Exodus 22:5 Moses taught the Jews to dress according to their sexual gender. He did not define the dress for male and female but demanded that the two sexes be distinguished by their dress. This may be different in every culture (e.g. ancient clothing of people of the Bible; African tribe where the more jewelry the men wore, the more masculine they were considered; the wigs worn by men in America’s past; the Scottish kilts worn by men).

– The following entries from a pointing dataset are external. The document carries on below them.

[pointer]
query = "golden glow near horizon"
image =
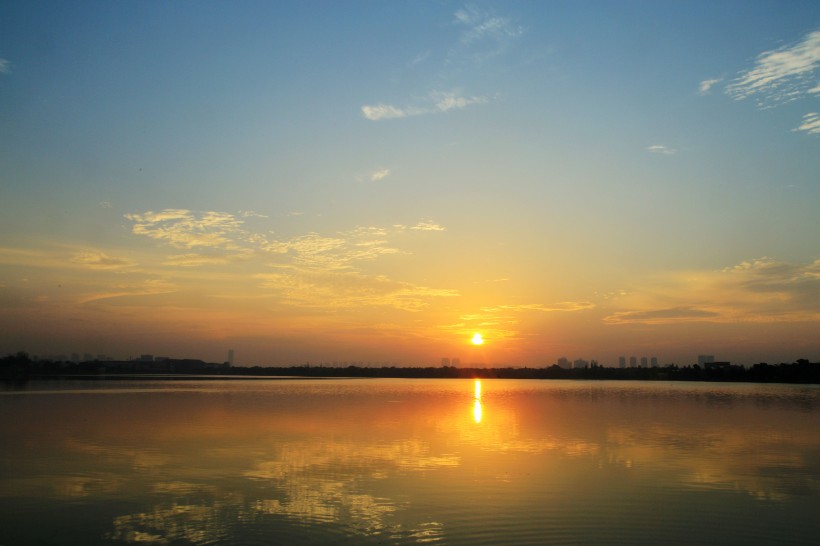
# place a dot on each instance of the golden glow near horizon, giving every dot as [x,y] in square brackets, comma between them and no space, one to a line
[211,236]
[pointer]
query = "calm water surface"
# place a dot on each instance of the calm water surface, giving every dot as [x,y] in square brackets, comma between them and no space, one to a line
[408,461]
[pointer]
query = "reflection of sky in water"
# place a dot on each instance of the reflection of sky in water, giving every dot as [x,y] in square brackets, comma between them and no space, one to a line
[416,461]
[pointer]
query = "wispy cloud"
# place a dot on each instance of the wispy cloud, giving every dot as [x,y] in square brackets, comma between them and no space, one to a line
[761,290]
[661,149]
[810,124]
[781,75]
[149,287]
[662,316]
[314,287]
[436,102]
[428,225]
[379,175]
[99,260]
[481,25]
[564,306]
[311,270]
[706,85]
[186,229]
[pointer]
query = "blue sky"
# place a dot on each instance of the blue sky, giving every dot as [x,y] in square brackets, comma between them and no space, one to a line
[376,181]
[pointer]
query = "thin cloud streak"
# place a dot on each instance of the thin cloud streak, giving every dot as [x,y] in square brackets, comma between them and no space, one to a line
[706,85]
[661,149]
[781,75]
[436,102]
[810,124]
[755,291]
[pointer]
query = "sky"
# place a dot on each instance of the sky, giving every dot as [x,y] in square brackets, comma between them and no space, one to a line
[377,182]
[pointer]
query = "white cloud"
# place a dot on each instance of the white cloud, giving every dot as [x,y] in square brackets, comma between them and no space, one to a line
[379,175]
[428,225]
[706,85]
[756,291]
[661,149]
[452,101]
[185,229]
[781,75]
[811,124]
[437,101]
[482,25]
[99,260]
[385,111]
[564,306]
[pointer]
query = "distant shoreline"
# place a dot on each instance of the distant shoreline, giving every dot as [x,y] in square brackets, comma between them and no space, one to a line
[20,368]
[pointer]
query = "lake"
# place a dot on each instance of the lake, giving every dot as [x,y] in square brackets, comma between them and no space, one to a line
[391,461]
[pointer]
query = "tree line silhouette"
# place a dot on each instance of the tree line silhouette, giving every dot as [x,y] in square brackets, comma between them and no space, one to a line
[21,367]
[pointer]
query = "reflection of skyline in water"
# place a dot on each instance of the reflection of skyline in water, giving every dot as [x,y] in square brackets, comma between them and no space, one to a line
[357,460]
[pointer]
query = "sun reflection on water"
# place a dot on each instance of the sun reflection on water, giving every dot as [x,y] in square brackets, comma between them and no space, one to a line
[478,411]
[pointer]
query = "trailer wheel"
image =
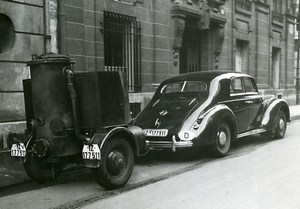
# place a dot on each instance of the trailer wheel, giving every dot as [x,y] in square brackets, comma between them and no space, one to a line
[117,164]
[41,171]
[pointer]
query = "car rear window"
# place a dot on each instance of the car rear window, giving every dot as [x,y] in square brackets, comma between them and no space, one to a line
[184,86]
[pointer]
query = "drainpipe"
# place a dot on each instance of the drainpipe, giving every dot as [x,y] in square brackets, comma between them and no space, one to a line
[61,25]
[154,42]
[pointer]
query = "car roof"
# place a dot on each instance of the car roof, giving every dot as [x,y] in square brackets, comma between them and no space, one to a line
[209,75]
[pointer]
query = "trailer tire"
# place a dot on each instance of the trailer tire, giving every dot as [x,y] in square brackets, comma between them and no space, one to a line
[117,164]
[41,171]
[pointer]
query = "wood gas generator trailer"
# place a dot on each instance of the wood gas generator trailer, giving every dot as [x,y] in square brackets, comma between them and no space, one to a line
[77,117]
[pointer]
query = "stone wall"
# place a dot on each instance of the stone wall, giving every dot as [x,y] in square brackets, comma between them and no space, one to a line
[26,38]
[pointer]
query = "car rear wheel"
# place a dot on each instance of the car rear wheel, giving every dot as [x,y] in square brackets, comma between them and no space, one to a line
[117,164]
[279,131]
[223,141]
[280,128]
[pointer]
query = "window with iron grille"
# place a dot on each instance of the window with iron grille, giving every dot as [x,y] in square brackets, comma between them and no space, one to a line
[122,47]
[277,6]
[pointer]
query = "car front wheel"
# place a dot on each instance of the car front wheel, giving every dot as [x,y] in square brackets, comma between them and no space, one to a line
[117,164]
[223,141]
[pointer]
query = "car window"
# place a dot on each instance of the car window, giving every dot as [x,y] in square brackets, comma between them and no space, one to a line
[185,86]
[195,86]
[250,85]
[172,87]
[237,86]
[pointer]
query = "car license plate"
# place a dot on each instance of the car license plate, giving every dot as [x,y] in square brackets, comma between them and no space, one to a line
[91,152]
[156,132]
[18,150]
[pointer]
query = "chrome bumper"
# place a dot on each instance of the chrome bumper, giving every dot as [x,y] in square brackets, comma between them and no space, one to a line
[168,144]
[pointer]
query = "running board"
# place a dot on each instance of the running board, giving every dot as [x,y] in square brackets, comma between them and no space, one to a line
[248,133]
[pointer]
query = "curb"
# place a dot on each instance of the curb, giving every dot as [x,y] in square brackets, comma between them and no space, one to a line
[11,169]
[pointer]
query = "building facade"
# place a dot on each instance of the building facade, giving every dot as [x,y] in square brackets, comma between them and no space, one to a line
[149,39]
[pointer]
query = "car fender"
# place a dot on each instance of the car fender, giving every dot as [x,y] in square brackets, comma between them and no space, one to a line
[134,135]
[209,120]
[270,115]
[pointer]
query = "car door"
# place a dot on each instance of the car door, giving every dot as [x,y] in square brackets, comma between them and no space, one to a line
[237,103]
[254,101]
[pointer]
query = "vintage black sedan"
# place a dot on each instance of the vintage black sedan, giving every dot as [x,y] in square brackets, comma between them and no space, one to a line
[210,108]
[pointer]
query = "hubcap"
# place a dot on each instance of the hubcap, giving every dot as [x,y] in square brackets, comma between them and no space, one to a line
[222,138]
[281,124]
[115,162]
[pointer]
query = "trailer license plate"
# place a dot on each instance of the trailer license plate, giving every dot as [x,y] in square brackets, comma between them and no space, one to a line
[91,152]
[156,132]
[18,150]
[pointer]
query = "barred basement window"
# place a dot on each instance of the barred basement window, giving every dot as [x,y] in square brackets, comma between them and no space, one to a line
[277,6]
[7,33]
[122,47]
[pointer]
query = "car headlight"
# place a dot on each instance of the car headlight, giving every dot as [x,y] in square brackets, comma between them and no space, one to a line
[186,135]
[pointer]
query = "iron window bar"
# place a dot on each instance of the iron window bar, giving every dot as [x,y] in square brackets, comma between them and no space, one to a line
[122,47]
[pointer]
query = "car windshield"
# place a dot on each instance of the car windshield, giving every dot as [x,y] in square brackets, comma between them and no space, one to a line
[184,86]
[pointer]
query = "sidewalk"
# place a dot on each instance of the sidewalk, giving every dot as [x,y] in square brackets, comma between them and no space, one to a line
[12,172]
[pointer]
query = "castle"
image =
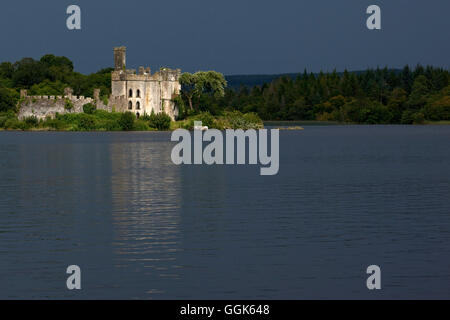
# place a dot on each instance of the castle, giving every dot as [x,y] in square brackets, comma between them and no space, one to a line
[141,93]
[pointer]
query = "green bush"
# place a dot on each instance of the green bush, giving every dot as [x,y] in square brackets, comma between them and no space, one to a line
[68,105]
[126,121]
[140,125]
[31,121]
[89,108]
[160,121]
[86,122]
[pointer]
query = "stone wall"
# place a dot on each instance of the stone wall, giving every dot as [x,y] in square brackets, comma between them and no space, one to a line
[42,107]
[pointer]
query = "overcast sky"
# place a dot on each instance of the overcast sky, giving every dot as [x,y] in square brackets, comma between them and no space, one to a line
[232,36]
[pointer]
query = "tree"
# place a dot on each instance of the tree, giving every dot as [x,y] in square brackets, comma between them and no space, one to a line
[8,99]
[209,82]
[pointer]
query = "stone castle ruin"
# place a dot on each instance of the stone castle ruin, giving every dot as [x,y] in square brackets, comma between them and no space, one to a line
[141,93]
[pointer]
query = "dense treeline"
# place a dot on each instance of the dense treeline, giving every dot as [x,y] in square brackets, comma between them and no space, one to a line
[373,96]
[47,76]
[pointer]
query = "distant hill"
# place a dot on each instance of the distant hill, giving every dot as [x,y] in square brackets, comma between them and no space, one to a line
[251,80]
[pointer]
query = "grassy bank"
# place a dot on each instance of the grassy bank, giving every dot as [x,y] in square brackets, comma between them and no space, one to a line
[99,120]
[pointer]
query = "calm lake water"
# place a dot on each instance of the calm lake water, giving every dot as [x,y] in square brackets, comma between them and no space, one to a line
[346,197]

1 Corinthians 11:14-15 Paul called for the church in Corinth to respect and maintain the distinction between male and female as it was expressed in the length of hair in that culture. For them to do otherwise would have been “dishonorable”. Paul was not requiring short hair for men and long hair for women, but he was requiring them to respect the difference in hairstyles between men and women commonly held among them. It is not inherently evil for a man to have long hair (cf. Num. 6:13ff; Jud. 13:5).
In summary… God wants us to dress in a way that will distinguish our gender. This may be different in different cultures, but we must be careful not to blur the distinction between the male and the female by dressing alike and/or cross dressing. It is a disgrace to embrace other gender identity.
Is there a dress code in the Bible? Yes. God is very specific: cover your nakedness and dress modestly, distinguishing your gender. Do not let the world determine what you will wear (Rom. 12:2; Jam. 1:27).
Be Clothed With Jesus! Galatians 3:26-27 "For you are all sons of God through faith in Christ Jesus. For as many of you as were baptized into Christ have put on Christ."
More important than our physical dress, is our spiritual dress. This begins with putting on Christ in baptism. Without Him we are lost in sin and forever doomed with the world. Having put on Christ, we must keep putting Him on as Paul writes in Romans 13:14 “But put on the Lord Jesus Christ, and make no provision for the flesh, to fulfill its lusts.” Are you clothed with Jesus? Be clothed with Jesus, today!